2. **Find structural analogies**: What other problems share the same structure, even if the domain is different? Look for:
   - Same dependency pattern (fan-out, fan-in, pipeline, diamond)
   - Same reasoning pattern (decompose-and-conquer, generate-and-test, constraint-propagation)
   - Same evaluation pattern (threshold-based, comparative, multi-criteria)

3. **Identify transfer opportunities**: If this method worked here, where else might it work? Be specific:
   - Name the target domain
   - Describe what would need to change
   - Estimate the transfer difficulty (low/medium/high)

### Output

```
q4_connections:
  - problem_class: string       # The broader class name
    structural_analogy: string  # What structure is shared
    transfer_targets:
      - domain: string
        adaptation_needed: string
        transfer_difficulty: "low" | "medium" | "high"
```

---

## Q3-Q4 Non-Blocking Protocol (BC-CROSS-009)
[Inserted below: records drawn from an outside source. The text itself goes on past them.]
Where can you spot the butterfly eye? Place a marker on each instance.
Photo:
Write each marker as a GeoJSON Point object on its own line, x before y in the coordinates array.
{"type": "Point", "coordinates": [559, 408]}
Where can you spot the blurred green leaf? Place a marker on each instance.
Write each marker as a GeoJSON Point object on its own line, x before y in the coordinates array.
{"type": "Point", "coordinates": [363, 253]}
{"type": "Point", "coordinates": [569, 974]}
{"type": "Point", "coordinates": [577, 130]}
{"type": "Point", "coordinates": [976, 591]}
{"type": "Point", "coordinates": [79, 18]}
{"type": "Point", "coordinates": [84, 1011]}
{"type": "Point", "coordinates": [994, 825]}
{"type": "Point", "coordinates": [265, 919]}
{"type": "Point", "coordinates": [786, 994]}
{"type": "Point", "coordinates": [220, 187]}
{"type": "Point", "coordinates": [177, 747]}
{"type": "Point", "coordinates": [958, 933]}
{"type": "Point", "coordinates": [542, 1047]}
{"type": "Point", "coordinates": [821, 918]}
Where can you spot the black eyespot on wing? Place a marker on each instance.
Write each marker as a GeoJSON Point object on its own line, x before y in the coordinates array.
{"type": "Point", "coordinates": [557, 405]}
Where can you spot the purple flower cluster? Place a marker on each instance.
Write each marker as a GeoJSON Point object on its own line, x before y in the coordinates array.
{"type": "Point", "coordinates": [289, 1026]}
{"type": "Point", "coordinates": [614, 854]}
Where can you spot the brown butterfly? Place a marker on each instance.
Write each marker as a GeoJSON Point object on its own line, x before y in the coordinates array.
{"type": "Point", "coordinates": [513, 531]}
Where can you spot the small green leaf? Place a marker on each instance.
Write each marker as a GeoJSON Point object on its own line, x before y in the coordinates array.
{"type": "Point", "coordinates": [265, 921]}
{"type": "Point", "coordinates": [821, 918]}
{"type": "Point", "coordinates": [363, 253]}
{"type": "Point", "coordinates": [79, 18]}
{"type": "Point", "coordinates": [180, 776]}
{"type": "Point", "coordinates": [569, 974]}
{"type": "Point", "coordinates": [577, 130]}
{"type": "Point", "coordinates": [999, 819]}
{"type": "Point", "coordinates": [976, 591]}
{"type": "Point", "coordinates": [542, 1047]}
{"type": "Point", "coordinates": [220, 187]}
Q3 and Q4 run asynchronously after the result is delivered to the user.

```mermaid
sequenceDiagram
    participant LB as Looking Back
    participant User as User/Executor
    participant KL as Knowledge Library

    LB->>LB: Run Q1 (mandatory)
    LB->>LB: Run Q2 (mandatory)
    LB->>User: Deliver result with Q1 + Q2

    par Async Q3-Q4
        LB->>LB: Check Q3 gate (quality >= 0.8, cost <= $0.01)
        LB->>LB: Run Q3 if gated
        LB->>LB: Check Q4 gate (quality >= 0.9, cost <= $0.02)
        LB->>LB: Run Q4 if gated
        LB->>KL: Append Q3/Q4 findings
    end
```

The user receives their result without waiting for Q3 or Q4. These findings are available for subsequent executions and for the Curator's crystallization pipeline.

If Q3 or Q4 fail (model error, timeout, cost overrun), silently skip. They are enrichment, not requirements.

---

## Output Format

Produce a `LookingBackResult` with these fields:

```
LookingBackResult:
  q1_satisfied: boolean
  q1_evidence:
    - check: string             # What was verified
      result: "pass" | "fail"
      detail: string            # Specific evidence

  q2_assumptions:
    - category: string          # Environment | Data | Dependency | Context
      assumption: string        # What was assumed
      impact: "low" | "medium" | "high"
      validation_status: "confirmed" | "unvalidated" | "violated"

  q3_generalizable: boolean | null    # null if not run
  q3_method_description: string | null
  q3_scope: "narrow" | "medium" | "broad" | null
  q3_invariants: [string] | null
  q3_parameters: [string] | null

  q4_connections: list | null          # null if not run
    - problem_class: string
      structural_analogy: string
      transfer_targets:
        - domain: string
          adaptation_needed: string
          transfer_difficulty: "low" | "medium" | "high"

  execution_summary:
    total_nodes: number
    successful_nodes: number
    average_quality: number
    total_cost: number
    total_duration_seconds: number
```

---

## Integration with Meta-DAG

Looking Back is the final agent in the meta-DAG pipeline:

```mermaid
flowchart LR
    CU[Curator] --> LB[Looking Back]
    LB -->|Q1 + Q2| USER[Deliver to User]
    LB -.->|Q3 + Q4 async| KL[Knowledge Library]
```

Looking Back reads the Evaluator's scores and the Curator's learning updates but does not modify them. It produces an independent assessment. If Q1 finds a contract violation that the Evaluator missed, this is logged as a discrepancy for future calibration.

---

## Performance Budget

| Operation | Target |
|-----------|--------|
| Q1 verification | < 2s |
| Q2 assumption scan | < 3s |
| Q3 generalization (Tier 2) | < 10s |
| Q4 connection analysis (Tier 2) | < 15s |
| Q1 + Q2 total (blocking) | < 5s |
| Q3 + Q4 total (non-blocking) | < 25s |

Q1 and Q2 together must complete in under 5 seconds. They block result delivery and must be fast. Q3 and Q4 have more latitude because they run in the background.